Dans les exemples étudiés, principalement en zones tropicales, pour les évaluations réalisées à l'échelle nationale ou provinciale, l'objectif de «planification» est surtout affiché pour la ressource en produits forestiers (bois-énergie, bois de service), ce qui est justifié par le fait que les arbres hors forêt contribuent largement à la production de bois, parfois même plus que les forêts. On peut ainsi noter qu'au Soudan l'inventaire national réalisé en 1995-1996 (Glen, 2000), qualifié «d'inventaire de reconnaissance», qui était conçu pour élaborer une planification aux échelles provinciale et nationale, a également fourni des estimations préliminaires sur le bois-énergie et le bois de service. Au Niger, dès 1990, le projet Energie II (SEED-CTFT, 1991) a bien souligné le rôle des formations ligneuses «dispersées» dans la production de bois-énergie. Dans certaines zones, les populations rurales ne s'approvisionnent que dans ces types de formation. D'autres initiatives, comme l'inventaire de l'Etat de l'Haryana réalisé par le Service d'inventaire forestier indien (FSI) de 1995 (Singh, C.D., 2000), enrichissent la liste des produits à inventorier (pâte à papier, huiles essentielles, caisses d'emballage, allumettes).

Elargir le nombre de produits à inventorier augmente également la difficulté du choix du dispositif optimal de collecte des informations. Et cela d'autant plus que se pose un problème d'échelle. Ce qui semble réalisable à une échelle locale devient complexe dès que l'on souhaite disposer de données fiables sur de grandes superficies, donc selon l'étendue de la zone concernée (un pays, une province, une localité). A l'échelle d'une ville, on trouve d'autres types d'arbre hors forêt, ceux qui s'imbriquent dans le tissu urbain et qui remplissent des services qui ne pourront que s'intensifier dans le futur. Les relations fortes existant entre les citadins et les arbres devraient être un moteur pour la mise en place d'une gestion efficace de ces systèmes. Les situations, dans ce domaine, sont très hétérogènes.

Lors de la définition des objectifs des évaluations des arbres hors forêt, il sera indispensable de faire une analyse détaillée des contraintes. Les évaluations forestières sont qualifiées régulièrement d'opérations lourdes, réclamant des moyens importants. Même si des améliorations méthodologiques se développent au fur et à mesure des projets, la mise au point d'outils visant à alléger les procédures reste un souci permanent.

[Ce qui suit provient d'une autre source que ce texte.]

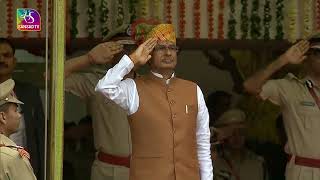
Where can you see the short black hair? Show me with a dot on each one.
(7, 41)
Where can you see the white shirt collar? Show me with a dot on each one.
(160, 76)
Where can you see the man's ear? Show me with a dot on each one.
(3, 118)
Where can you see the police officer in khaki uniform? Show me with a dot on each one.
(110, 125)
(14, 160)
(234, 161)
(299, 101)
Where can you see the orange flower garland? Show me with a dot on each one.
(168, 11)
(9, 16)
(196, 14)
(221, 20)
(210, 19)
(182, 21)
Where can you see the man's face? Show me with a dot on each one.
(12, 118)
(7, 60)
(164, 56)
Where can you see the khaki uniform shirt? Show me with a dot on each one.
(12, 165)
(110, 125)
(300, 113)
(251, 167)
(301, 117)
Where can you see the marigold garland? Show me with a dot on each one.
(182, 21)
(74, 19)
(132, 9)
(255, 21)
(9, 17)
(292, 18)
(91, 12)
(157, 12)
(25, 5)
(104, 17)
(120, 16)
(279, 19)
(307, 18)
(266, 20)
(210, 19)
(168, 11)
(144, 8)
(244, 19)
(232, 21)
(221, 20)
(39, 9)
(196, 14)
(318, 14)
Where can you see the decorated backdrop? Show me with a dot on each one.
(208, 19)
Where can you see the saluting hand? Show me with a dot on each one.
(104, 52)
(296, 54)
(142, 54)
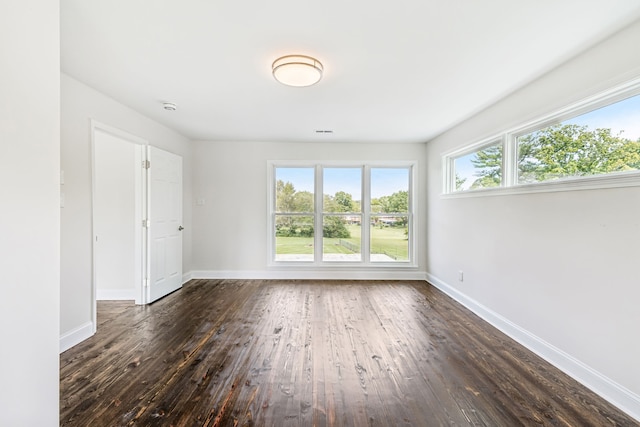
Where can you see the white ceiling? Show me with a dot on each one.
(395, 71)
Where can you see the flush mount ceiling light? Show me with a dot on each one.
(297, 70)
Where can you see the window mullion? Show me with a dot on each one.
(318, 211)
(510, 161)
(365, 226)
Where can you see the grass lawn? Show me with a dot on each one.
(388, 240)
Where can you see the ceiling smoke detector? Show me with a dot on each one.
(169, 106)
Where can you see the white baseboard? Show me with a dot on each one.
(337, 274)
(186, 277)
(613, 392)
(115, 294)
(76, 336)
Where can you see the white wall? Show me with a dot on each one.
(80, 104)
(231, 239)
(115, 216)
(557, 270)
(30, 212)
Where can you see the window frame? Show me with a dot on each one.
(510, 184)
(319, 214)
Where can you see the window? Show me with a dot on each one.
(603, 141)
(597, 137)
(364, 211)
(294, 208)
(479, 169)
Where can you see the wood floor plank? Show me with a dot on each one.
(313, 353)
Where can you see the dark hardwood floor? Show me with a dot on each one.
(313, 353)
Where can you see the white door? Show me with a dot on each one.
(164, 179)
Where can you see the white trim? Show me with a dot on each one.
(140, 246)
(318, 274)
(76, 336)
(612, 180)
(613, 392)
(115, 294)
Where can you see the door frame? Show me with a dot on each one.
(140, 245)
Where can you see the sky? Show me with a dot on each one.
(384, 181)
(621, 116)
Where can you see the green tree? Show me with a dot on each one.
(488, 164)
(460, 182)
(344, 201)
(334, 227)
(573, 150)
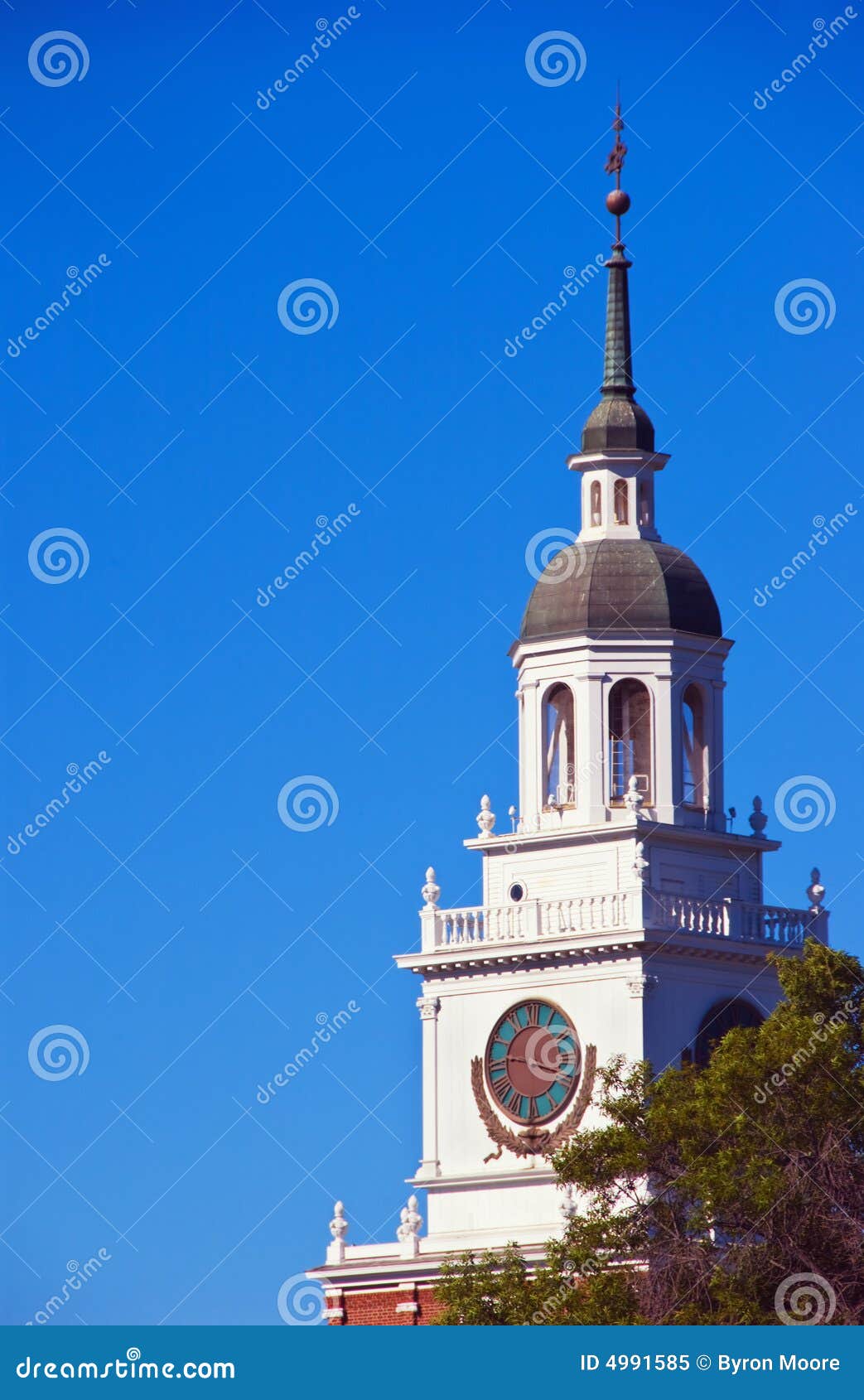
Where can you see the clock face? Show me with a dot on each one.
(533, 1061)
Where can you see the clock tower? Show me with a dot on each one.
(620, 915)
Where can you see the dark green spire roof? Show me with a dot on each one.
(618, 422)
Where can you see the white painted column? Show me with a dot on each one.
(665, 730)
(429, 1008)
(716, 784)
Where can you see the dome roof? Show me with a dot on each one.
(629, 584)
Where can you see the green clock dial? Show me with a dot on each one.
(533, 1061)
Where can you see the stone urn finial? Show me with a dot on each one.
(758, 819)
(485, 818)
(411, 1219)
(430, 891)
(633, 799)
(815, 891)
(640, 862)
(339, 1225)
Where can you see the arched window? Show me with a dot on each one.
(723, 1016)
(596, 513)
(629, 738)
(644, 504)
(620, 497)
(695, 746)
(559, 746)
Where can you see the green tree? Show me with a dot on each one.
(706, 1195)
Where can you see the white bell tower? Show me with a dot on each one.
(620, 915)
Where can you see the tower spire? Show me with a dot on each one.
(618, 422)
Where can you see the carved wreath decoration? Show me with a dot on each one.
(533, 1140)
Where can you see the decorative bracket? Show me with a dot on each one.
(533, 1142)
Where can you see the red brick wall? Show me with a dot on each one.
(379, 1308)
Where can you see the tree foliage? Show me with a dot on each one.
(705, 1195)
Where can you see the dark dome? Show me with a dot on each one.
(618, 422)
(630, 584)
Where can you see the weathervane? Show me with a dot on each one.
(618, 200)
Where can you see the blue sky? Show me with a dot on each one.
(192, 442)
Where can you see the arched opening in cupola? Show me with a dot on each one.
(559, 746)
(644, 503)
(596, 510)
(620, 500)
(629, 740)
(695, 748)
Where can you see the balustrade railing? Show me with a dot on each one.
(618, 912)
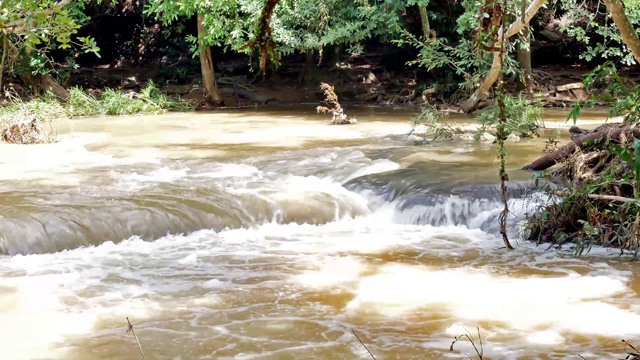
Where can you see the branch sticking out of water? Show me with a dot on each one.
(334, 108)
(131, 331)
(635, 355)
(365, 346)
(479, 352)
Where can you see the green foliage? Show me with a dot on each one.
(594, 27)
(33, 27)
(302, 25)
(524, 117)
(465, 54)
(305, 25)
(111, 102)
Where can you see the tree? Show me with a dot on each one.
(211, 91)
(30, 28)
(471, 104)
(628, 34)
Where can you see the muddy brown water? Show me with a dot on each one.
(267, 234)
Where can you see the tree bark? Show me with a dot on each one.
(48, 84)
(628, 34)
(480, 94)
(605, 132)
(309, 67)
(5, 48)
(211, 91)
(424, 18)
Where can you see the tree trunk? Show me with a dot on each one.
(211, 91)
(5, 48)
(48, 84)
(480, 94)
(524, 59)
(606, 132)
(310, 67)
(629, 36)
(424, 18)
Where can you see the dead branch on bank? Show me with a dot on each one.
(333, 107)
(600, 202)
(27, 131)
(131, 331)
(617, 133)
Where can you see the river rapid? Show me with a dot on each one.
(269, 234)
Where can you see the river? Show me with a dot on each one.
(268, 234)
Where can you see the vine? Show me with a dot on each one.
(501, 137)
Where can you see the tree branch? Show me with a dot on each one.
(21, 22)
(471, 104)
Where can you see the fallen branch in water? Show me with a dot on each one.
(479, 352)
(365, 346)
(611, 198)
(581, 139)
(130, 331)
(334, 108)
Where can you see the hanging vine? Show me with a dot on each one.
(501, 135)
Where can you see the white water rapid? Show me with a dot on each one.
(274, 236)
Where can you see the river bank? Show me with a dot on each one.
(269, 233)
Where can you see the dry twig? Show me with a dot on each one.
(131, 331)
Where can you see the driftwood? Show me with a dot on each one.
(606, 132)
(247, 95)
(572, 86)
(26, 132)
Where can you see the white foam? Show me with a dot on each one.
(532, 303)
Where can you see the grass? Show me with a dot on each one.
(149, 101)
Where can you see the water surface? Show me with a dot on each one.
(268, 234)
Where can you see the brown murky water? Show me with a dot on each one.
(268, 234)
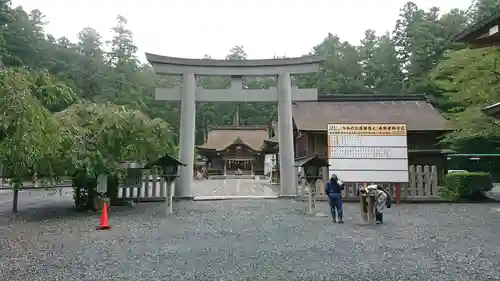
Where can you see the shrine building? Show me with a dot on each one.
(425, 124)
(485, 33)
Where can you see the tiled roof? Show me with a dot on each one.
(219, 138)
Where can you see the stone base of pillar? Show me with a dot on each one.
(287, 196)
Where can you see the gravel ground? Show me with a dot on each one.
(252, 240)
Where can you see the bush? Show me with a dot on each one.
(466, 186)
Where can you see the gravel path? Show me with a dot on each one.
(252, 240)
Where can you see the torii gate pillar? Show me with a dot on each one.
(189, 94)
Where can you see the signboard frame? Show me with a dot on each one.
(368, 153)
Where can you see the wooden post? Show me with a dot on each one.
(15, 199)
(169, 197)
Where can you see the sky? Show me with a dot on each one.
(193, 28)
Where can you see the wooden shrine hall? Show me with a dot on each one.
(485, 33)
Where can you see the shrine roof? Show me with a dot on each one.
(414, 110)
(492, 110)
(221, 137)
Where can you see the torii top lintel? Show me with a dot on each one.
(264, 67)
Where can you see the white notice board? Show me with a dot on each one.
(368, 153)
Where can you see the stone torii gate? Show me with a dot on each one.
(190, 93)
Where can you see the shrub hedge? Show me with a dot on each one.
(466, 186)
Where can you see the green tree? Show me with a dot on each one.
(468, 81)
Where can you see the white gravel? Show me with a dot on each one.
(252, 240)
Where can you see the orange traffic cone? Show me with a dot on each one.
(104, 219)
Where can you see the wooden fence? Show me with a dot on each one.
(422, 186)
(152, 188)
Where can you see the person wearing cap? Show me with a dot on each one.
(333, 188)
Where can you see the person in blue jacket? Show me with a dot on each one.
(333, 188)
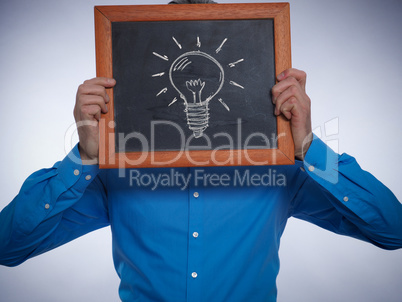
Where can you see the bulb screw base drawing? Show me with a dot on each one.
(197, 117)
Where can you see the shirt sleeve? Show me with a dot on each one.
(54, 206)
(338, 195)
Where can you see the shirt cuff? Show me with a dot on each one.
(321, 161)
(74, 173)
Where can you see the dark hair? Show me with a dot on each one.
(191, 1)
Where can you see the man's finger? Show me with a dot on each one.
(299, 75)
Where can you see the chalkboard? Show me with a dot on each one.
(192, 80)
(222, 55)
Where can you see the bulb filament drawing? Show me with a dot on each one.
(198, 78)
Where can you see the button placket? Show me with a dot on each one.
(195, 242)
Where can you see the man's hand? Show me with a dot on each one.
(91, 101)
(290, 99)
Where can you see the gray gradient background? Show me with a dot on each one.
(351, 52)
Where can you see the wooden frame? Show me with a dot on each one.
(105, 16)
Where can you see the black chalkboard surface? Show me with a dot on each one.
(193, 84)
(234, 60)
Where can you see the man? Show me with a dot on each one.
(204, 243)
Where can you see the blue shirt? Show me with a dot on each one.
(197, 234)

Certaines caractéristiques des arbres hors forêt (leur structure, leur répartition spatiale, l'étendue des superficies concernées) sont autant de contraintes qui s'ajoutent à celles des formations forestières et exigent une réflexion de fond sur l'échantillonnage et non une simple adaptation des méthodes (annexe 2). La définition des objectifs et leur hiérarchisation doit déboucher sur les types d'informations, ou de données, à recueillir, mais aussi sur le degré de précision attendu des résultats. Cette précision sera plus grande pour les objectifs principaux que pour les objectifs secondaires, et d'autant meilleure que le nombre d'échantillons sera élevé. En d'autres termes, avec le même plan d'échantillonnage pour un pays, la précision pour le même paramètre se dégrade quand on passe de l'échelon national, à l'échelle provinciale, puis locale.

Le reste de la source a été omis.